We cannot trust our legislatures to defend our rights in the matter, but instead must actively defend ourselves from rampant regulation.
It is a favorite topic of the media to present gun control as a natural solution to over-hyped childhood accidents. Of course, even one death, especially of a child, is too much, but the hypocrisy of these efforts is astonishing.
Children are seven times more likely to drown than to be shot, but lobbying dollars are sullied in attempts to deceive the public into thinking otherwise.
If certain legislators followed their logical arguments to conclusion, they’d find themselves regulating everything from how deep our pool water can be to how fast we chew.
The natural next step would be to wrap ourselves in bubblewrap in yet another attempt to coddle the public.

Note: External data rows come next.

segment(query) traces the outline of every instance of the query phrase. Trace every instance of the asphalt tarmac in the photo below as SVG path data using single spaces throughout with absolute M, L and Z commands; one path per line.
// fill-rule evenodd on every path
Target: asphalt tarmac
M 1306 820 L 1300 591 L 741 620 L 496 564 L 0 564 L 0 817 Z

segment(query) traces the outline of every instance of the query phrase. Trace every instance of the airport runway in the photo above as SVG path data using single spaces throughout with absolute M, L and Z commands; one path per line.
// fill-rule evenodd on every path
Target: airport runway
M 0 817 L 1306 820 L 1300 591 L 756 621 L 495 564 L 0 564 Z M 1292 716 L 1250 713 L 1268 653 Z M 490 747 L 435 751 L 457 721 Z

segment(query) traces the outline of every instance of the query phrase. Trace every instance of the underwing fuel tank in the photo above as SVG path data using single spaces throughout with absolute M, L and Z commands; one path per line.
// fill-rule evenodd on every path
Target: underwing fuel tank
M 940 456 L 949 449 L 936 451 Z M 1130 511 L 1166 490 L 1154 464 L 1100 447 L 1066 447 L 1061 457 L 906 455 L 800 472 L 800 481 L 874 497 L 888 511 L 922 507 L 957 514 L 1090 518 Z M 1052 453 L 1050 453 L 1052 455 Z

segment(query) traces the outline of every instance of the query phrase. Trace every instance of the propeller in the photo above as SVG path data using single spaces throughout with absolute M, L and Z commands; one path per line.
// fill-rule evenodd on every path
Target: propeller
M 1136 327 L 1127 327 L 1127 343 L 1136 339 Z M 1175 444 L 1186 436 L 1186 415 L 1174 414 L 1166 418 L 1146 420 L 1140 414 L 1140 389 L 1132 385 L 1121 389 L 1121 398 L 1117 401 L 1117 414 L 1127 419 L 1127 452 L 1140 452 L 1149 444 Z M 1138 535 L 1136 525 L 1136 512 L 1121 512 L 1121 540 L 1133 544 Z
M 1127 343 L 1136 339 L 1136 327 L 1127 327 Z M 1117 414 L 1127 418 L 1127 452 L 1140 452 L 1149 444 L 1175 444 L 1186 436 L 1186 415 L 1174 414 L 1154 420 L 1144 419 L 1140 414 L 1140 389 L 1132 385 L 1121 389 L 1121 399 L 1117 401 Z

But, of course, the ramifications of gun control are not contained to any age group. Homicides and other violent crimes are the real threat. Yet again, the results are either inconclusive or contrary to common held belief.
Gun control would be a convincing solution to growing urban crime rates if it were an effective means of curbing violence.
But it’s not.
While it’s true the United Kingdom does hold a lower violent crime rate than the United States, the same cannot be said for other countries around the world with considerably more restrictive laws than American ones.
Yet countries such as Israel and Switzerland that make gun licenses laughably easy to obtain boast much lower murder rates.
The same is true not only abroad, but here in the United States. The 31 states that allow concealed firearms have, on average, 24 percent less violent crime, including 19 percent fewer murders.
Guns by no means should be the law of the land β this is true. But if guns are outlawed, only outlaws will have guns. Rarely is law written as clearly as the Second Amendment.
The Bill of Rights was written with the sole concern of defending the natural rights of men and women, and the Second Amendment is no exception.
As time goes on, our rights are fewer in number, and each is more sacred for it. Our Bill of Rights, when followed, has not led our country astray in 233 years, and it will not abandon this record unless we abandon it.